El Gabinete de Miriam

Alteraciones del lenguaje escrito

DISLEXIA

Es definida por la Federación Mundial de Neurología, como un trastorno que se manifiesta en dificultades para aprender a leer a través de los medios convencionales de instrucción, a pesar de que exista un nivel normal de inteligencia y adecuadas oportunidades socio-culturales.

La edad correcta para diagnosticarla, es cuando comienzan la etapa de primaria, pero no por ello hay que esperar a esta etapa para intervenir, si desde los 4-5 años sospechamos algo, podemos comenzar hacer tratamiento.

Síntomas:
Lectura: lenta, falta de ritmo, pérdida del renglón, confusión en el orden de las letras, inversiones de letras y palabras, mezcla de sonidos o incapacidad para leer fonológicamente.

Escritura: agarrotamiento, cansancio muscular, deficiente caligrafía con letras poco diferenciadas, mal elaboradas, cambio de tamaño, ortografía deficitaria debido a la dificultad para la percepción y la memoria visual.

Problemas de orientación y direccionalidad. Dificultad para diferenciar izquierda/derecha, problemas de orientación y dirección y, para asociar etiquetas verbales a conceptos direccionales.

Problemas de vocabulario pobre, dificultades para expresar verbalmente sus ideas, problemas de comprensión verbal.

Indicadores en la psicomotricidad. Retraso en la estructuración y conocimiento del esquema corporal, dificultades sensoperceptivas (confusión de colores, tamaños, posiciones), torpeza motriz, tendencia a la escritura en espejo.
Nos encontramos con diferentes subtipos dentro de la dislexia: dislexia auditiva, visual, fonológica, etc.


DISORTOGRAFÍA

Es el conjunto de errores de escritura que afectan a la palabra y no a su trazado o grafía. (García Vidal, 1989).

En este caso se deja al margen los problemas en el trazado, forma y direccionalidad de las letras y, la importancia recae en cómo escribimos por medio de letras o grafemas, respetando las reglas ortográficas.

Síntomas:
Sustitución de fonemas que se pronuncian parecido, omisión y adición de fonemas, sílabas y palabras, inversión de sonidos, de grafemas, de sílabas en una palabra o de palabras. Sustitución de letras que se diferencian en la posición en el espacio o por tener caracteres visuales similares, escritura de palabras o frases en espejo, omisión de la letra “h” por no tener sonido. Dificultad para asociar fonema-grafema. Uniones y separaciones indebidas de letras dentro de una misma palabra. Errores referidos a reglas ortográficas: mayúsculas, tildes, signos de puntuación, etc.


DISGRAFÍA

La disgrafía es un trastorno de la escritura, afecta al trazado o grafía, a la forma y al significado, y es de tipo funcional.

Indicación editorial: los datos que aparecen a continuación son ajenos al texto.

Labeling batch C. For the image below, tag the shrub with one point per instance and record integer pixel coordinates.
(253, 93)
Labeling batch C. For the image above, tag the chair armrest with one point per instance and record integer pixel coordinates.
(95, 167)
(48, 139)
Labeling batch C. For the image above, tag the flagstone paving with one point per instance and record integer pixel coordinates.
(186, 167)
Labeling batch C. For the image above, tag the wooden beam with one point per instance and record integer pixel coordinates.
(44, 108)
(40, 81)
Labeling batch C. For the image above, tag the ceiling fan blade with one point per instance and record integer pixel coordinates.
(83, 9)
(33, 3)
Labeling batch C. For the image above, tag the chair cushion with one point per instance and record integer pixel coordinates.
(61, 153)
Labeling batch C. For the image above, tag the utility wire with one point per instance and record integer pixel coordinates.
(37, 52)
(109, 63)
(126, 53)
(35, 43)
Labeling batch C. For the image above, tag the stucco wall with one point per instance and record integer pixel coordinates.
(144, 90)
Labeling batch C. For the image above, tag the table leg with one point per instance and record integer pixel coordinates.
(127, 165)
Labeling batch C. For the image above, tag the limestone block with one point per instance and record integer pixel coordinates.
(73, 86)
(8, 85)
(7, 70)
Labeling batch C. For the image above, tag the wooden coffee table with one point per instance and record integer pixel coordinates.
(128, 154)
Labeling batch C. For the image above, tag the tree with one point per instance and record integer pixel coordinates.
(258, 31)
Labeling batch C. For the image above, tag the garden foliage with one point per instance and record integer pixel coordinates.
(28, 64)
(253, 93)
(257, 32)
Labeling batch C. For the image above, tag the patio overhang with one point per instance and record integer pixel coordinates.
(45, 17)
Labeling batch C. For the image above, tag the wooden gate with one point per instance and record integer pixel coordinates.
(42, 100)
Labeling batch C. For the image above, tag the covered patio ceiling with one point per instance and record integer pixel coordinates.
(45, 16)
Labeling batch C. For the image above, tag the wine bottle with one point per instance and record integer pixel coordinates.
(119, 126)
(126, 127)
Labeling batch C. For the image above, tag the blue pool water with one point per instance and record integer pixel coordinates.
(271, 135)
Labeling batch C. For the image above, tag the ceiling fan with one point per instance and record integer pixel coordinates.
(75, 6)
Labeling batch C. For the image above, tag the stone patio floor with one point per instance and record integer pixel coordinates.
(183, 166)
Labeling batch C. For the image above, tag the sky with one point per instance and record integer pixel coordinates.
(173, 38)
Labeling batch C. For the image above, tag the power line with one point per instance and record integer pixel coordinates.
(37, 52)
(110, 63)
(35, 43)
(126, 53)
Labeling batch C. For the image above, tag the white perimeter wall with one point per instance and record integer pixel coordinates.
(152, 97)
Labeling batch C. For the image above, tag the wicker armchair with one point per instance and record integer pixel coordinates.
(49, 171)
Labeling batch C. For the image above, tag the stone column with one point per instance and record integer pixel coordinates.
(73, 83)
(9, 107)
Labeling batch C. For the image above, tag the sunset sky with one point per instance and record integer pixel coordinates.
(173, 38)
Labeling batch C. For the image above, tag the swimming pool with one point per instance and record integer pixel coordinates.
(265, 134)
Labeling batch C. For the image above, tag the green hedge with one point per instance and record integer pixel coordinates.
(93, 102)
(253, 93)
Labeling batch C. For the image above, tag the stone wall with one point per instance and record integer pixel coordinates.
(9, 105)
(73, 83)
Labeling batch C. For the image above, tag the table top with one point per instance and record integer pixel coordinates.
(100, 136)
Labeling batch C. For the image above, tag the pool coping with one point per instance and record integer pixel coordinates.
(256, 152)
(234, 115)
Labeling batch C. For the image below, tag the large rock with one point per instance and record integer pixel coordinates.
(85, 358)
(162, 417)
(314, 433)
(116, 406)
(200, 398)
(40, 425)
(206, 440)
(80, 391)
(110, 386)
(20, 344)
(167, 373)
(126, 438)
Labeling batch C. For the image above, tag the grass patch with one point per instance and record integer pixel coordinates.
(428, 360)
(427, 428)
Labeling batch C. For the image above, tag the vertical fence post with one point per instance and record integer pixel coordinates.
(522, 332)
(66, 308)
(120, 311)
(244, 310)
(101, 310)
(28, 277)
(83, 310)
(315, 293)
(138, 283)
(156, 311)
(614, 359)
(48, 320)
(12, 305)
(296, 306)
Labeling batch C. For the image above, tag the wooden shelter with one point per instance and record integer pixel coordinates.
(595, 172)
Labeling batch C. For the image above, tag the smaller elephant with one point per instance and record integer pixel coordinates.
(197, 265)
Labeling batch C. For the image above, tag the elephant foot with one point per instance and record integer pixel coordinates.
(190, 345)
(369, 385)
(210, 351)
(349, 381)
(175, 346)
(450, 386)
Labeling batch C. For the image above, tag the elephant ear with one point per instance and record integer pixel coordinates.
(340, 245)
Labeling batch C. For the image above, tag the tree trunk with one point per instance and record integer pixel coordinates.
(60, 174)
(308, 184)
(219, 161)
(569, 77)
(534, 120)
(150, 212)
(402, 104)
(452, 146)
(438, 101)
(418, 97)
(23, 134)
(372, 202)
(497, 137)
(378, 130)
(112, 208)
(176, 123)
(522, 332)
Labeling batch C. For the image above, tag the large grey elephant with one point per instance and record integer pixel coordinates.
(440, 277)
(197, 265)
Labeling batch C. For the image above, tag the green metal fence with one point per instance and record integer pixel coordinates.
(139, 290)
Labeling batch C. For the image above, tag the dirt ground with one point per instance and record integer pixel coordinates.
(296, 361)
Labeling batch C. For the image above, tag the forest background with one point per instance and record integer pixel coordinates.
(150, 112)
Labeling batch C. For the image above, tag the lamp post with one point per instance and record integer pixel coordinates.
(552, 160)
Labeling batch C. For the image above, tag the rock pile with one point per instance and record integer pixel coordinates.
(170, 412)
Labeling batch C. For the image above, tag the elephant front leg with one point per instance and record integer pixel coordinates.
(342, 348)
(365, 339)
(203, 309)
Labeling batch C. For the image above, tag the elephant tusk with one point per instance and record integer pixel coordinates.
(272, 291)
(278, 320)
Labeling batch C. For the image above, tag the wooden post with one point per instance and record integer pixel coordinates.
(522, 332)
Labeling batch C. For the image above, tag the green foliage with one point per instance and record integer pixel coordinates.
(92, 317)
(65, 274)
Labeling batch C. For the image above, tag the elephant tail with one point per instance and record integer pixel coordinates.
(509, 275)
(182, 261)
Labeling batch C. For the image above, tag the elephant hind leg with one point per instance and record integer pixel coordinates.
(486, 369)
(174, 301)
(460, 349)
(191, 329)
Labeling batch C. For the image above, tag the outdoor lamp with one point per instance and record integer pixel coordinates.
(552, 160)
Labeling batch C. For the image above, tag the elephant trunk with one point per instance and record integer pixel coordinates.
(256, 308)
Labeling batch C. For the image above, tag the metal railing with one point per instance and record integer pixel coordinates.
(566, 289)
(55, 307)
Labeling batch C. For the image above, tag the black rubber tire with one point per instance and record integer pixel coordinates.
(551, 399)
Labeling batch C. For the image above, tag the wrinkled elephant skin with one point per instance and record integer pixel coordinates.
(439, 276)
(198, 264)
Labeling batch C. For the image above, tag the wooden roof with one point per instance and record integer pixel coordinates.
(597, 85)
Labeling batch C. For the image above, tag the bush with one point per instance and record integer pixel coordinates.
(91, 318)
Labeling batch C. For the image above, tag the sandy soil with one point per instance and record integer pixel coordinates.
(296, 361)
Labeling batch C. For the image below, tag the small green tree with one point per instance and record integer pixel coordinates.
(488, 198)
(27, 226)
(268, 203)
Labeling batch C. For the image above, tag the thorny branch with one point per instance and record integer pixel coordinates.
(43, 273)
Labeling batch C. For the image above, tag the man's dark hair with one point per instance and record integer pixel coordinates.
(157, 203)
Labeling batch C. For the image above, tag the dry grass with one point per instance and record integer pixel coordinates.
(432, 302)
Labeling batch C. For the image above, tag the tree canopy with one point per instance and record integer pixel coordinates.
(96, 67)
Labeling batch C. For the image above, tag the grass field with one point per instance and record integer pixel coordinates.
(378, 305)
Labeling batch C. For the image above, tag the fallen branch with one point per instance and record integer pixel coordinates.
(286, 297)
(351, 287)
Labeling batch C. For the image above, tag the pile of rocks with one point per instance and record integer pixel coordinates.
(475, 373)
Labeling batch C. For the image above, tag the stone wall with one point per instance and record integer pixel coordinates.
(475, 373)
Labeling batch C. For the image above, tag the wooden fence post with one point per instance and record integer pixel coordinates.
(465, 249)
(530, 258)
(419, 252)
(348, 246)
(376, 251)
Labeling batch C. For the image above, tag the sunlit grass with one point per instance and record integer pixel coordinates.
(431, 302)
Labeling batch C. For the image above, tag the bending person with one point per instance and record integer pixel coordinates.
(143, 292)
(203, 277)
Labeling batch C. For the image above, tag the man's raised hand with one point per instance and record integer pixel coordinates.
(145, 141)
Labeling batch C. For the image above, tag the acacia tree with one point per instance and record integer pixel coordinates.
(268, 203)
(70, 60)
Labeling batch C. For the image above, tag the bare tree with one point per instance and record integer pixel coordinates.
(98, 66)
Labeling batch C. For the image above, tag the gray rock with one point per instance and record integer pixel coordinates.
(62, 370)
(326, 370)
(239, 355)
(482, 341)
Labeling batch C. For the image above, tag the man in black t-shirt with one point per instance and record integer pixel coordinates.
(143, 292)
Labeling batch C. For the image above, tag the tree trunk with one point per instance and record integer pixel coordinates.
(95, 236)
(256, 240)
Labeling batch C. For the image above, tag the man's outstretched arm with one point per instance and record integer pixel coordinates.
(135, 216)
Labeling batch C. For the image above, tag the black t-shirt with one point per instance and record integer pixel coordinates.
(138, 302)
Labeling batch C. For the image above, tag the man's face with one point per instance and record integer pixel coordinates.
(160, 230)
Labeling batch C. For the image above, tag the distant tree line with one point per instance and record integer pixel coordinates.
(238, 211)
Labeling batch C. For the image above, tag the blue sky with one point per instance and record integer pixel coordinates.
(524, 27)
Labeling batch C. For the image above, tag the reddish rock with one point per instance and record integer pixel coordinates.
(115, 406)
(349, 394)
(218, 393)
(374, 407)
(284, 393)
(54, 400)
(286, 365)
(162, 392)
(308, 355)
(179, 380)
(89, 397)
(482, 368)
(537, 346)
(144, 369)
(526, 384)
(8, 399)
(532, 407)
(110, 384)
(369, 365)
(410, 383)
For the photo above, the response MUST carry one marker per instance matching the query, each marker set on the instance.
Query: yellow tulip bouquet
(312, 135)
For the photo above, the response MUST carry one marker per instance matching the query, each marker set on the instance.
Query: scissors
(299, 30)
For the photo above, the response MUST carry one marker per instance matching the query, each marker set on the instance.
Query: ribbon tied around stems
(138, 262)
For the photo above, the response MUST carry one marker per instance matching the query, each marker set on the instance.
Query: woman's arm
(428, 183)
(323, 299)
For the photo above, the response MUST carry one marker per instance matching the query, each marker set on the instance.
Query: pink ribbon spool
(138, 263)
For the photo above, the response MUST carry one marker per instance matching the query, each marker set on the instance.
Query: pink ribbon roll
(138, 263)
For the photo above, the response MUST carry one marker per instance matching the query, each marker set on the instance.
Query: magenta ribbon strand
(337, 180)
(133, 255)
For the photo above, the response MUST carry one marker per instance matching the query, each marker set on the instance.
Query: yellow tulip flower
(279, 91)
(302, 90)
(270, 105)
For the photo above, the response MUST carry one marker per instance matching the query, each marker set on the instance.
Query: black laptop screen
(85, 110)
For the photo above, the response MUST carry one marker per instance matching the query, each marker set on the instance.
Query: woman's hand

Al ser un trastorno funcional, se tienen que presentar estas características: capacidad intelectual normal o por encima de la media, no presentar trastornos neurológicos que afecten a la ejecución motriz de la escritura, correcta estimulación ambiental y de aprendizaje, y ausencia de daño sensorial o motor grave que pudiera condicionar la calidad de la escritura.

Auzías (1981) añade el factor edad, considerando que no se puede hablar de disgrafía, hasta que no se haya completado el periodo de aprendizaje, hasta los 7 años aproximadamente.

Las causas pueden ser: niños torpes motrizmente, problemas de lateralización, del esquema corporal, con pequeñas perturbaciones del equilibrio y la organización cinético-tónica (niños hipercinéticos), problemas en las funciones perceptivo-motrices.

Qué observamos:
Forma anómala de la letras, distorsionadas; inclinación del renglón o de las letras; tamaño de la letra, excesivamente grande o pequeña; espaciación de las letras o palabras; desproporción entre unas letras y otras; trazo o muy suave, casi imperceptible o grueso y muy fuerte; letras desligadas unas de otras o apiñadas e ilegibles.